It might not be good for development, but it should be good for
production.
If you feel like you need also the Tomcat Standalone service then copy and
paste it from your original server.xml file
(you did back it up, didn't you?).
Try to start tomcat again and check catalina.out to see if everything is
up and running. If it complains about
missing apr stuff try to edit /opt/jakarta/conf/jk2.properties and make it
look so:
# list of needed handlers.
handler.list=channelSocket,request
# Override the default port for the channelSocket
channelSocket.port=8009
If everything is ok move on to next section.
CONFIGURING APACHE VIRTUAL HOSTING
rtfm: http://httpd.apache.org/docs-2.0/vhosts/
In the appendix you can find the httpd.conf file I used to write and test
this HOWTO.
CONFIGURING APACHE TO TALK TO TOMCAT
Download the jk2 shared library for you version of apache and copy it in
/usr/local/apache/modules
(create the directory if necessary). If you can't find a suitable version
of jk2 ask it to the tomcat-user ml
or download the source and build it yourself (this is another HOWTO).
Create, if you haven't already, the /usr/local/apache/conf directory and
create a file named
workers2.properties with this content in it:
----Content-----
# only at beginnin. In production uncomment it out
[logger.apache2]
level=DEBUG
[shm]
file=/usr/local/apache/logs/shm.file
size=1048576
# Example socket channel, override port and host.
[channel.socket:localhost:8009]
port=8009
host=127.0.0.1
# define the worker
[ajp13:localhost:8009]
channel=channel.socket:localhost:8009
# Uri mapping
[uri:10.0.0.10/*.jsp]
worker=ajp13:localhost:8009
[uri:www.home.net/*.jsp]
worker=ajp13:localhost:8009
[uri:www.customer1.it/*.jsp]
worker=ajp13:localhost:8009
[uri:www.customer2.net/*.jsp]
worker=ajp13:localhost:8009
----/Content-----
Edit the file, change ip addresses and names to suit your needs and save
it.
Edit http.conf and add the following line in the Modules section:
LoadModule jk2_module modules/mod_jk2.so
Save http.conf and try to start apache. It should now load the jk2
connector and the configuration
from workers2.properties.
Check the error log to make sure everything is ok.
Start tomcat and try to load a HTML page in your browser: apache should
return the page
without problems.
Now try with a jsp page: it should display after a little.
If you get errors check that the path and host names (double check also
the configuration of DNS
with your network administrator) are ok, the directories are readable by
both Tomcat and Apache.
Again look into the log files.
If everything works go to next section.
THE LAST TRICK
Now ask your network administrator to set up an alias for your brand new
server (use jspsrc if
you like to stick to this howto).
If you don't have easy access to dns try to edit your hosts file (on the
client where you open the browser)
and add a line as follows:
10.0.0.10 jspsrc
where 10.0.0.10 is the ip of your server. Open your browser and type this
in your location bar:
http://jspsrc
and navigate to a jsp page. You should get the source of the jsp page into
your browser!
This is clearly a security problem, if not a major annoyance.

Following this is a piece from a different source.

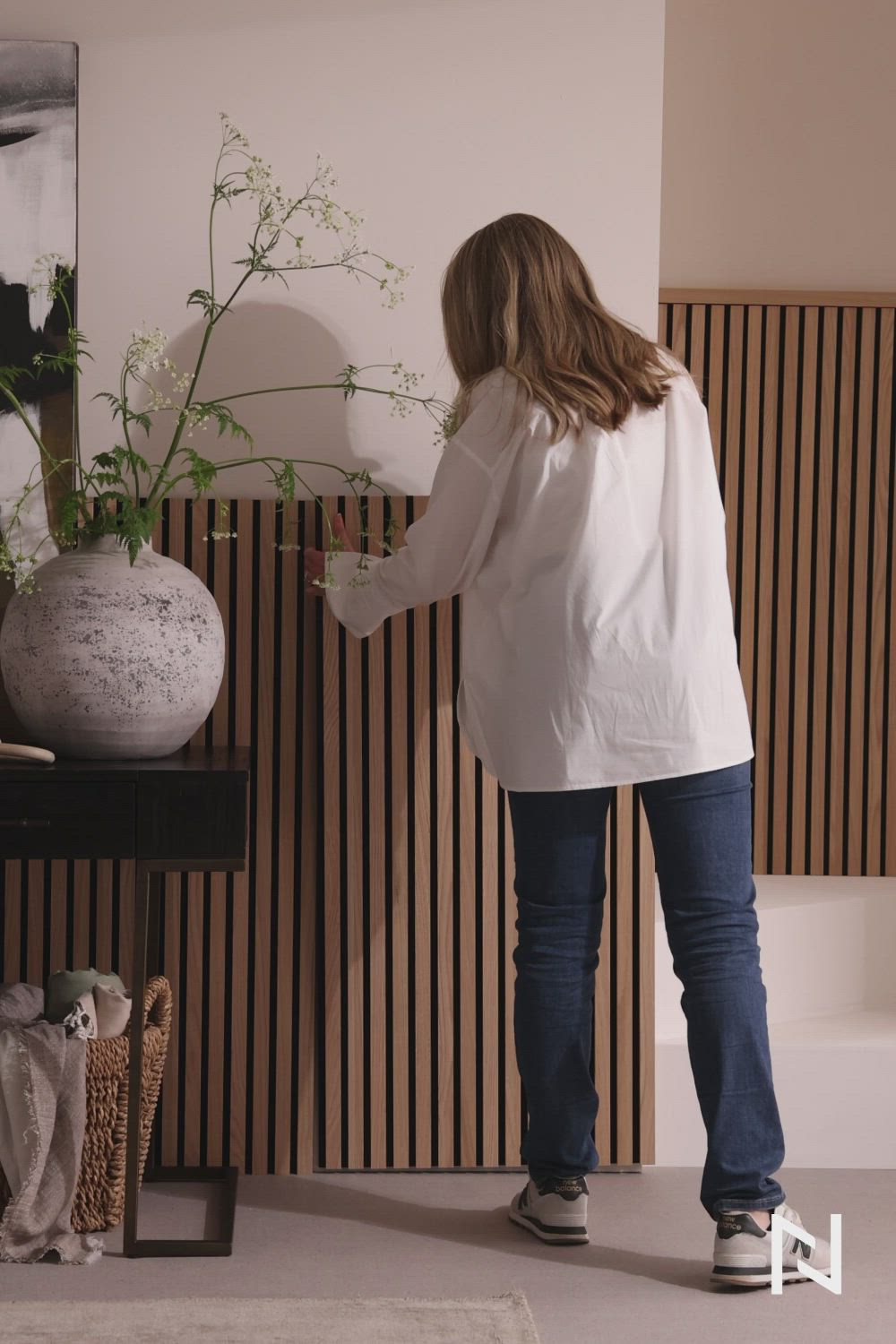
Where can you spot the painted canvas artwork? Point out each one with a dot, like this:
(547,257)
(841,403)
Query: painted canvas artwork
(38,217)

What's wrong with the setup we came up so far? The problem is (or should
be) that the ajp13
connector can't find a virtual host that matches the jspsrc uri.
What we need to do is set up the default virtual host so that ALL *.jsp
requests get handled by tomcat.
How do we do it?
JK DIRECTIVES IN HTTPD.CONF
In addition to the workers2.properties you can put Jk diretives directly
into the httpd.conf file (just as you did
with jk and webapp).
Edit the default virtual host section in httpd.conf and add the following
lines in the end, before
</VirtualHost>:
<Location "/*.jsp">
JkUriSet worker ajp13:localhost:8009
</Location>
Restart Apache and test the jspsrc url again.
The jsp source should not be displayed anymore.
NOTES
I think a better approach would be to remove all uri directives from
workers2.properties
and to put them in http.conf as we did in the previous section for the
defualt virtual host.
Experiment and let me know.
APPENDIX A: httpd.conf
#
# Umberto Nicoletti, 18/10/2002
#
### Section 1: Global Environment
ServerRoot "/usr/local/apache"
ErrorLog logs/error_log
<IfModule !mpm_winnt.c>
<IfModule !mpm_netware.c>
#LockFile logs/accept.lock
</IfModule>
</IfModule>
# ScoreBoardFile: File used to store internal server process information.
<IfModule !mpm_netware.c>
<IfModule !perchild.c>
#ScoreBoardFile logs/apache_runtime_status
</IfModule>
</IfModule>
<IfModule !mpm_netware.c>
PidFile logs/httpd.pid
</IfModule>
Timeout 300
KeepAlive On
MaxKeepAliveRequests 100
KeepAliveTimeout 15
<IfModule prefork.c>
StartServers 5
MinSpareServers 5
MaxSpareServers 10
MaxClients 150
MaxRequestsPerChild 0
</IfModule>
<IfModule worker.c>
StartServers 2
MaxClients 150
MinSpareThreads 25
MaxSpareThreads 75
ThreadsPerChild 25
MaxRequestsPerChild 0
</IfModule>
<IfModule perchild.c>
NumServers 5
StartThreads 5
MinSpareThreads 5
MaxSpareThreads 10
MaxThreadsPerChild 20
MaxRequestsPerChild 0
</IfModule>
# listen on all ports
Listen 80
#
# Dynamic Shared Object (DSO) Support
#
LoadModule jk2_module modules/mod_jk2.so
### Section 2: 'Main' server configuration
<IfModule !mpm_winnt.c>
<IfModule !mpm_netware.c>
#
# If you wish httpd to run as a different user or group, you must run
# httpd as root initially and it will switch.
#
# User/Group: The name (or #number) of the user/group to run httpd as.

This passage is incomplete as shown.